Born in Bombay on December 30, 1865, Rudyard Kipling was the son of an artist and teacher of architectural sculpture. His mother, Alice was one of the talented and gorgeous Macdonald sisters. His childhood was happy and full of exotic travels. However at the age of five Kipling was sent to England to stay with a family in Southsea. He hated it there and this dislike colored his later writings.
At the age of twelve Kipling attended the United Services College at Westward Ho! The headmaster began to enliven Kipling's literary ability. Stalky & Co. is a writing based on those days. When Kipling was sixteen he returned to India and worked on the Civil and Military Gazette as well as the Pioneer. In his spare time Kipling wrote poems and stories which later became the basis for his fame.

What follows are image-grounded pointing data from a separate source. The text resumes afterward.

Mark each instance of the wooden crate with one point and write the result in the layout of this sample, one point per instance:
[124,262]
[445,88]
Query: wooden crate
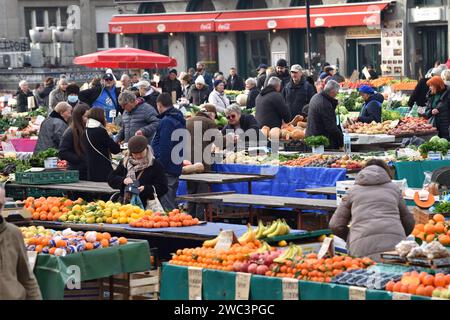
[132,286]
[90,290]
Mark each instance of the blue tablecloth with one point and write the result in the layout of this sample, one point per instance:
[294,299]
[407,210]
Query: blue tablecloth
[285,182]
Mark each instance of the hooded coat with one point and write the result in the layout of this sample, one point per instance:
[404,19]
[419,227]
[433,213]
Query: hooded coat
[376,212]
[51,132]
[271,109]
[371,110]
[98,165]
[17,282]
[163,144]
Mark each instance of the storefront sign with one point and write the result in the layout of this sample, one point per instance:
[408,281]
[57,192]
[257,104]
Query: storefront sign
[362,33]
[392,48]
[426,14]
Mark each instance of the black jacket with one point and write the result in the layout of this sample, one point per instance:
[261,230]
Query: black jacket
[271,108]
[98,166]
[371,110]
[22,100]
[235,83]
[67,152]
[285,79]
[198,97]
[419,94]
[442,119]
[297,96]
[153,176]
[251,98]
[168,86]
[89,96]
[322,120]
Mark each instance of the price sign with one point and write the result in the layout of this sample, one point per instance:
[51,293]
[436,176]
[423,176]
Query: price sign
[195,283]
[357,293]
[290,289]
[242,286]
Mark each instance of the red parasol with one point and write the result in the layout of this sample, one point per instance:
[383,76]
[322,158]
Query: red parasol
[125,58]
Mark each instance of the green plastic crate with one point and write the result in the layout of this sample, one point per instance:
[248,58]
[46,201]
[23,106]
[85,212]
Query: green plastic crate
[47,177]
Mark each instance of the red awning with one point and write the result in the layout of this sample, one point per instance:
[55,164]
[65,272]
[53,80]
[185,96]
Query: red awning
[163,23]
[339,15]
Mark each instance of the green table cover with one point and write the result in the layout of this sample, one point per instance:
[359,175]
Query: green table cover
[413,171]
[52,272]
[221,285]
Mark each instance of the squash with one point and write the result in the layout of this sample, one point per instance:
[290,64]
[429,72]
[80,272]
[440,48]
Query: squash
[424,204]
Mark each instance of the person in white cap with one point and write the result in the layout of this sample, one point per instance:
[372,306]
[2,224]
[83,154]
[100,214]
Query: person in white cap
[199,93]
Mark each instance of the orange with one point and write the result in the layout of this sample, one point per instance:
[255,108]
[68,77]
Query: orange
[438,217]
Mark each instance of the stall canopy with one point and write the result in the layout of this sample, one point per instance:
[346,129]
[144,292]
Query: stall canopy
[340,15]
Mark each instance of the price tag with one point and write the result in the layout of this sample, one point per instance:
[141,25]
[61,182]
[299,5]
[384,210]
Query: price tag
[242,286]
[401,296]
[112,113]
[327,243]
[357,293]
[290,289]
[32,257]
[195,283]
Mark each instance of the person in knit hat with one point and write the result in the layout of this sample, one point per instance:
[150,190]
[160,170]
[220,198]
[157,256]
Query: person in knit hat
[139,167]
[217,97]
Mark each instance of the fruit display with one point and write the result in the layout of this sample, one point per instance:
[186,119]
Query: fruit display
[410,125]
[435,229]
[421,284]
[369,279]
[276,228]
[160,220]
[61,243]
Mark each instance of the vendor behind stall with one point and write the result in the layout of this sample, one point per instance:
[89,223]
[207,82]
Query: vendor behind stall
[373,216]
[371,110]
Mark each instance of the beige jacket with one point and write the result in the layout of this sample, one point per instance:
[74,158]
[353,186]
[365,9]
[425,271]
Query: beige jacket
[376,212]
[16,280]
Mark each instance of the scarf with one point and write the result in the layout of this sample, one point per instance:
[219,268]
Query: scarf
[134,166]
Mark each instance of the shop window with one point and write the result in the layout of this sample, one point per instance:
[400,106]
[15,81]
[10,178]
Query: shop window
[251,4]
[151,7]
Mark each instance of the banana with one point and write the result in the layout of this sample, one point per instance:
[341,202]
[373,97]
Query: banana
[271,229]
[211,243]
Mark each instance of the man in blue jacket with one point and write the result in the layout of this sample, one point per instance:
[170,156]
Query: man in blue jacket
[166,142]
[371,110]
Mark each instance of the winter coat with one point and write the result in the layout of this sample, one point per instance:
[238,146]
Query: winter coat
[56,96]
[197,145]
[260,80]
[89,96]
[419,95]
[17,282]
[67,152]
[143,117]
[51,132]
[235,83]
[153,176]
[441,121]
[371,110]
[285,78]
[168,86]
[22,100]
[220,100]
[171,120]
[271,109]
[251,97]
[322,119]
[198,97]
[376,212]
[297,95]
[98,165]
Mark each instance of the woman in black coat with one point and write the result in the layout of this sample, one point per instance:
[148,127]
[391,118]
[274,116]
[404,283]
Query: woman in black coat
[140,165]
[99,146]
[70,148]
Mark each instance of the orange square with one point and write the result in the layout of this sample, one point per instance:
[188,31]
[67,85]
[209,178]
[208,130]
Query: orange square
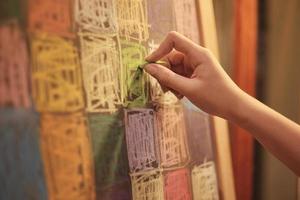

In 1889 Kipling returned to England and wrote Barrack-Room Ballads. He married Carrie Wolcott in 1982 and returned with Carrie to Brattleboro, Vermont. Here Kipling wrote Captains Courageous and the Jungle Books. Josephine and Elsie his daughters were born in the US. Kipling returned to England in 1896 but while on a trip to the US, Josephine died and Kipling was never the same happy-go-lucky author he once was.
Kipling was the People's laureate and the Poet of the Empire and he wrote Kim, Just So Stories and the poem Gunga Din after Josephine's death. Kipling begged England to be prepared for WWI, but he no took him seriously. His son John died in the Battle of Loos in 1915. Kipling wrote Debit and Credits after this tragedy and soon became involved in the Imperial War Graves Commission. Kipling's books Kim Jungle Books were used by Robert Baden-Powell, the founder of the Boy Scouts.
Kipling passed away January 18, 1936 in London. Kipling received the Nobel Prize for Literature (1907).